So, I suppose the next step to this would be to parse a bunch of screenplays from different formats, into a single readable format and then train an image model on the frames of those movies we also trained the text model with screenplays on to get a cross reference of what is written down vs what is displayed visually. And we can break down the visual shots with camera movements, steadicam, dolly move etc as well as identify key props in the image model (maybe. Sounds expensive) and compare them to key props in the script. I don’t know, I’m spitballing now but a multi-modal Hollywood film producer would be kind of fun but this totally is just starting as a way to standardize the script in a granular form and to code since I’m not out on set.
What would be a typical unit? A keyframe? A bucket of frames?

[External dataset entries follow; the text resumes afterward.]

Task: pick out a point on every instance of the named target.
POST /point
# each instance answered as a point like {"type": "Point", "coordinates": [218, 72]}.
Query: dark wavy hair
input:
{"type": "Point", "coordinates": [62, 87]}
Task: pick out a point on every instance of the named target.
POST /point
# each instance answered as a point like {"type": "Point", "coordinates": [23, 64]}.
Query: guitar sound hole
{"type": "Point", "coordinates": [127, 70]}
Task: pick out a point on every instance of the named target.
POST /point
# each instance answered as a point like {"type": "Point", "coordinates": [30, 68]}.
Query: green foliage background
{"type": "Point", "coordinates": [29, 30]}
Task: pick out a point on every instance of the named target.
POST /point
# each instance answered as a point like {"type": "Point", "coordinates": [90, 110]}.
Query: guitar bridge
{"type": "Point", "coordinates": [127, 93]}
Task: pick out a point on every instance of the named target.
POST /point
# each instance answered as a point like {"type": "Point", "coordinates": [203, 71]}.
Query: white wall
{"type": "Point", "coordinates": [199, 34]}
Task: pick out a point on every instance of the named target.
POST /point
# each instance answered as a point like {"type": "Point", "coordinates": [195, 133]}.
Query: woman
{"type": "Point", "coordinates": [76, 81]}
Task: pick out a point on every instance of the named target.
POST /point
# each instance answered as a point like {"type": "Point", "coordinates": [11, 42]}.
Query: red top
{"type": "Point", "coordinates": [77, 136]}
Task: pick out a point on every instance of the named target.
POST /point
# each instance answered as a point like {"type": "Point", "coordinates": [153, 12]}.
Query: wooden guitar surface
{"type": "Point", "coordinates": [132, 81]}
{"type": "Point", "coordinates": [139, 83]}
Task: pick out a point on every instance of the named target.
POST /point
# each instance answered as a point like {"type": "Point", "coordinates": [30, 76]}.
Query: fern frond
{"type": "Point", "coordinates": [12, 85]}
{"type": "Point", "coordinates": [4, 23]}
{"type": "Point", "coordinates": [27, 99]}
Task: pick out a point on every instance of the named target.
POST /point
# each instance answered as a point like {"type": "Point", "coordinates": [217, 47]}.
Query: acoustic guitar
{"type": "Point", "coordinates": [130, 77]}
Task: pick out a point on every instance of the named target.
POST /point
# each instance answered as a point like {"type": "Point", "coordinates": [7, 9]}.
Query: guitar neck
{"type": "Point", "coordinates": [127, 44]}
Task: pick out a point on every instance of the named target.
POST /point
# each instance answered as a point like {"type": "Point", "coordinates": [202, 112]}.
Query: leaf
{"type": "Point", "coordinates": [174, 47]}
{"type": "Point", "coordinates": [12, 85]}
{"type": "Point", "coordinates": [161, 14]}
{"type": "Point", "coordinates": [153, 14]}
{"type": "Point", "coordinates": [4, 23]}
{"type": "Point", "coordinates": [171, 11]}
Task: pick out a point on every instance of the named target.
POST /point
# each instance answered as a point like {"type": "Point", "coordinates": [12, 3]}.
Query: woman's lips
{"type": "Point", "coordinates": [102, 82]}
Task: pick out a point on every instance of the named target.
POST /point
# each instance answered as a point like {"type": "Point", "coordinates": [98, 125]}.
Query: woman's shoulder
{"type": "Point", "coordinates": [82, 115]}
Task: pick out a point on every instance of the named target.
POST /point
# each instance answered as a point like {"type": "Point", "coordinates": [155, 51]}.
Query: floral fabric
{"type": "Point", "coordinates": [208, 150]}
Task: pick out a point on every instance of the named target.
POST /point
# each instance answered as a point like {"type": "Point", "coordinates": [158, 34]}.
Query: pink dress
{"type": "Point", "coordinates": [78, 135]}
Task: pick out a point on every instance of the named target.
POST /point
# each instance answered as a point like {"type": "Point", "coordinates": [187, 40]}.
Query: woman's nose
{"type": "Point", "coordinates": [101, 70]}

Because the elements are temporal and visual, I think some form of “object in time” relation must be encoded in the description?

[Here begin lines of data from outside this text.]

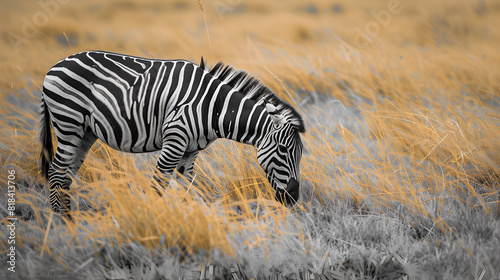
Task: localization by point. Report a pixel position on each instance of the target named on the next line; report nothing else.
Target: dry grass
(401, 173)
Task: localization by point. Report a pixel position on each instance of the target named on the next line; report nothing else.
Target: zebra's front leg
(172, 152)
(60, 181)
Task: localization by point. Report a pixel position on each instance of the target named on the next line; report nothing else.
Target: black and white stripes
(141, 105)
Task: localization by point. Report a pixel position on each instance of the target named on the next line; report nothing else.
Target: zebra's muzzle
(291, 195)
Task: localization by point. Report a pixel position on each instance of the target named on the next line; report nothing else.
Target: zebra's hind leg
(67, 161)
(60, 180)
(186, 164)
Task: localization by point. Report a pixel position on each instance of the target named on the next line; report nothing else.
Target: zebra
(177, 107)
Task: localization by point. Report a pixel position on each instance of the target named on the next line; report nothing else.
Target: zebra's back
(122, 99)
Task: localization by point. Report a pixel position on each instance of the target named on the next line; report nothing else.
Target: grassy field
(401, 169)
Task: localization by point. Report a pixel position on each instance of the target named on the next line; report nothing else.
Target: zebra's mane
(255, 90)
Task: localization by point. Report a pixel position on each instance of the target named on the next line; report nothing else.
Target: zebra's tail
(45, 135)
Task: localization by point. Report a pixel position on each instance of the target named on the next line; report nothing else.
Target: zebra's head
(279, 155)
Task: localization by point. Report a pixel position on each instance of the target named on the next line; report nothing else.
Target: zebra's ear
(275, 115)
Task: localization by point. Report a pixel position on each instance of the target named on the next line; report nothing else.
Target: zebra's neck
(241, 119)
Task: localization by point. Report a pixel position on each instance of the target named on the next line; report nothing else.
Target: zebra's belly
(122, 135)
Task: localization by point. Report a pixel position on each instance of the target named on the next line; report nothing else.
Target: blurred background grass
(401, 169)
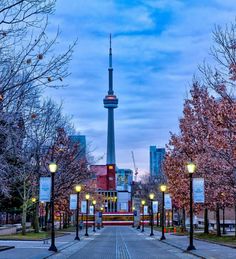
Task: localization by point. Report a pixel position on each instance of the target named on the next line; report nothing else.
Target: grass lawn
(29, 236)
(227, 240)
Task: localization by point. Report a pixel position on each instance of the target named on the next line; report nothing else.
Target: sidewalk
(39, 249)
(204, 249)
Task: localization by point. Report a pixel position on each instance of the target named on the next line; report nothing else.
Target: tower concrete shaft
(110, 102)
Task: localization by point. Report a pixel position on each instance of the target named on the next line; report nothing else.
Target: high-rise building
(80, 142)
(156, 161)
(110, 102)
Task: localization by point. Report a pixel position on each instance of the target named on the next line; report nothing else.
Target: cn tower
(110, 102)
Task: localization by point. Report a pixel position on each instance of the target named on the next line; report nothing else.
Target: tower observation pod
(110, 102)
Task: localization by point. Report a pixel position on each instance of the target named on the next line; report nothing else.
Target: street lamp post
(151, 197)
(191, 169)
(163, 189)
(94, 218)
(143, 203)
(78, 190)
(52, 169)
(133, 208)
(101, 217)
(87, 196)
(33, 199)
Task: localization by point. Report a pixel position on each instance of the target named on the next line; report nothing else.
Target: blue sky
(157, 47)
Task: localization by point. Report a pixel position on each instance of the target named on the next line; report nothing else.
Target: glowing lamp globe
(163, 188)
(78, 188)
(151, 196)
(53, 167)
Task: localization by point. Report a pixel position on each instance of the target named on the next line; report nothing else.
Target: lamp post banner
(45, 189)
(155, 206)
(168, 203)
(73, 201)
(91, 209)
(198, 190)
(145, 210)
(83, 207)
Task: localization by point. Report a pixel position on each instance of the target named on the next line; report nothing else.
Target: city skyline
(154, 60)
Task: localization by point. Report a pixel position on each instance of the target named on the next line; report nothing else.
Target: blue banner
(168, 203)
(155, 206)
(45, 189)
(198, 190)
(73, 201)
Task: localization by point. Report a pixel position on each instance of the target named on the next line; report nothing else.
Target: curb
(185, 251)
(213, 242)
(4, 248)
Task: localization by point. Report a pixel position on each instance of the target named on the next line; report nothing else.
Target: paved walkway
(203, 249)
(38, 249)
(117, 243)
(123, 243)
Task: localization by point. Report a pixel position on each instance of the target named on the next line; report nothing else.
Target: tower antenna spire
(110, 102)
(110, 54)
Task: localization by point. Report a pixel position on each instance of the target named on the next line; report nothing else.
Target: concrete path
(124, 243)
(117, 243)
(203, 249)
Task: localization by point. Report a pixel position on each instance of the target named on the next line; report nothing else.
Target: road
(127, 243)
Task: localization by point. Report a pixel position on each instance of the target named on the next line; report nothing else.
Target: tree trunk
(206, 221)
(218, 231)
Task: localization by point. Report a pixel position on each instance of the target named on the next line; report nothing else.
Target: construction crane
(135, 168)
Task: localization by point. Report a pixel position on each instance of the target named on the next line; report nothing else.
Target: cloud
(157, 47)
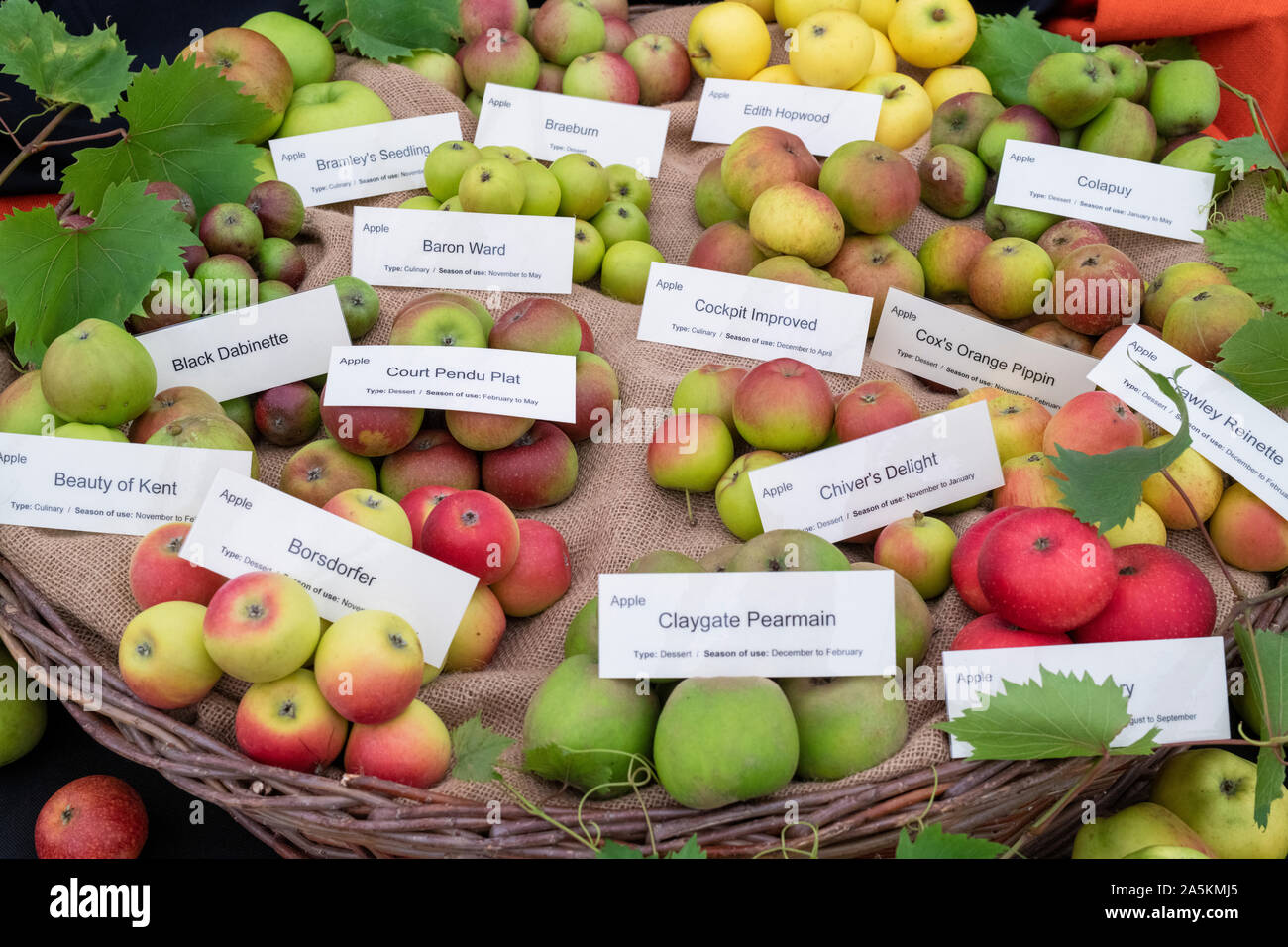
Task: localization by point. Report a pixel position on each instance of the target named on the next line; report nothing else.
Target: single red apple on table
(1044, 571)
(91, 817)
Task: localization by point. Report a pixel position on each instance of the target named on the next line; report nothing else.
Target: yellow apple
(930, 34)
(906, 114)
(831, 50)
(943, 84)
(782, 75)
(728, 40)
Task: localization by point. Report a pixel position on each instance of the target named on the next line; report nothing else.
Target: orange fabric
(1244, 40)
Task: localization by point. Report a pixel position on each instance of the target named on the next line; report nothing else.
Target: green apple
(1214, 791)
(307, 50)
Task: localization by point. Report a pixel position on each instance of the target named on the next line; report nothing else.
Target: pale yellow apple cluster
(848, 44)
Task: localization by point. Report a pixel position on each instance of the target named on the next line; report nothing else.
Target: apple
(322, 470)
(541, 575)
(1214, 791)
(261, 626)
(413, 749)
(159, 575)
(576, 712)
(287, 723)
(97, 372)
(91, 817)
(325, 106)
(662, 67)
(725, 740)
(728, 40)
(784, 405)
(162, 657)
(1044, 571)
(476, 532)
(254, 60)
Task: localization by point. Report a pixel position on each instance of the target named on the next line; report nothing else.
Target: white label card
(245, 526)
(1236, 433)
(1176, 684)
(862, 484)
(737, 624)
(362, 161)
(936, 343)
(106, 486)
(501, 381)
(1104, 188)
(758, 318)
(824, 119)
(507, 253)
(548, 127)
(252, 350)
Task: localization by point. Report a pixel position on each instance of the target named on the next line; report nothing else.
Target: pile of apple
(716, 741)
(610, 232)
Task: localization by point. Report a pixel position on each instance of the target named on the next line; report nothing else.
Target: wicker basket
(301, 814)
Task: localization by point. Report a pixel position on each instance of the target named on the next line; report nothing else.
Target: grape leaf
(1063, 715)
(185, 123)
(1256, 360)
(60, 68)
(1104, 489)
(101, 270)
(932, 841)
(1256, 250)
(477, 750)
(1008, 50)
(384, 30)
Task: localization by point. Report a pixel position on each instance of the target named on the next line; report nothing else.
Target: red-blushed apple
(990, 631)
(91, 817)
(433, 458)
(539, 470)
(541, 575)
(159, 575)
(874, 406)
(537, 325)
(373, 510)
(476, 532)
(162, 657)
(965, 561)
(784, 405)
(1159, 594)
(919, 549)
(1028, 479)
(322, 470)
(261, 626)
(413, 749)
(1247, 532)
(690, 453)
(287, 723)
(708, 390)
(1093, 423)
(596, 393)
(1044, 571)
(369, 667)
(372, 431)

For example, when we are shooting there is a rough formula for how long of a day we need to get those scenes. Usually it’s 1 hour per 1 page scene plus an extra 30 mins added on for each character in the scene. But that doesn’t translate to the final product as that information tells us nothing about how long or important a scene should be in the final product.
But it’s also possible I’m getting too ahead of myself here and maybe there’s another object that is created that includes the scene, production and final product objects instead of jamming it all into this object.
Open to anything suggestions you may have.